You can't tell much from a press account like this, but I gather that this kind of cold fusion is starting to look less like a power source than like a way to fabricate materials.

* * *

What does it signify, except for the onset of the summer news-doldrums, when a change of official metaphors becomes a major story? As the New York Times put it, New Name for 'War on Terror' Reflects Wider U.S. Campaign:

In recent speeches and news conferences, Defense Secretary Donald H. Rumsfeld and the nation's senior military officer have spoken of "a global struggle against violent extremism" rather than "the global war on terror," which had been the catchphrase of choice.

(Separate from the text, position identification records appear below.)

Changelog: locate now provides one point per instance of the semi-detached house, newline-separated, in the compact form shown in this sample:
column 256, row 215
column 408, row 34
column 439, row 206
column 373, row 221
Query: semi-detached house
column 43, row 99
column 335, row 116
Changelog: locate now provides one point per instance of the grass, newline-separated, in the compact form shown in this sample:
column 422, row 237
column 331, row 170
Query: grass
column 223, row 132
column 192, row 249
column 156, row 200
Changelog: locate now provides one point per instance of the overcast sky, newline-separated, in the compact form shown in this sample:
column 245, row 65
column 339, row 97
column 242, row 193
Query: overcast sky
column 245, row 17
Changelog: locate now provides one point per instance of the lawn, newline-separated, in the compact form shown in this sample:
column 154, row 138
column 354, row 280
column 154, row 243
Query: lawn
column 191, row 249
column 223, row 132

As a slogan, "Global struggle against violent extremism" is right up there with "let the debate begin." Besides, "extremism" is a bad thing to be against: you are going to need to be extreme yourself now and again, if you want to accomplish anything. If we must have a catchphrase, how about the "Defense of Civilization"? Civilization, singular.

* * *

I have an Irish predilection to always give the cops a generous benefit of the doubt. However, this remark by Mark Steyn about last week's shooting of an unarmed man in the London subways gave me pause:

I happened to be passing through London on Friday [the day Jean Charles de Menezes was shot]. It didn't feel terribly warm, but I spend half a year up to my neck in snow so when it climbs to a balmy 48 I start wearing T-shirts. But I can understand why a Brazilian might find 61 and overcast no reason to eschew a heavy jacket. So a man in a suspiciously warm coat refuses to stop for the police. Well, they were a plain-clothes unit - ie, a gang - and confronted by unidentified men brandishing weapons in south London I'd scram, too.

Talk about your fashion police.

* * *

Tim Worstall vents his spleen in the memorably titled column, Harry Potter and the Half-Wit Prigs, at "our old friends, Greenpeace International, who have decided that US readers should boycott the local edition of the latest Harry Potter and buy the Canadian one instead. The reason is, you see, that the US version is not printed on recycled paper":

....We already have a simple and convenient system for measuring whether one process or another uses more or less resources. It's called the price. This is exactly what markets do, they aggregate all the costs of production into one single set of digits. A lower number means less resources used, a higher one more.

I am waiting for someone to blow the whistle on the whole recycling racket.

* * *

My suspension of disbelief snapped when I viewed the DVD of Constantine, starring Keanu Reeves, a film about an exorcist who prevents the incarnation of the devil's son.

Hell has never been done better than in this film, perhaps, and I am willing to grant that the Father of Lies might well wear a white leisure suit. But does anyone really think that, these days, a man could walk unmolested through hospitals and other public places while smoking cigarettes?!?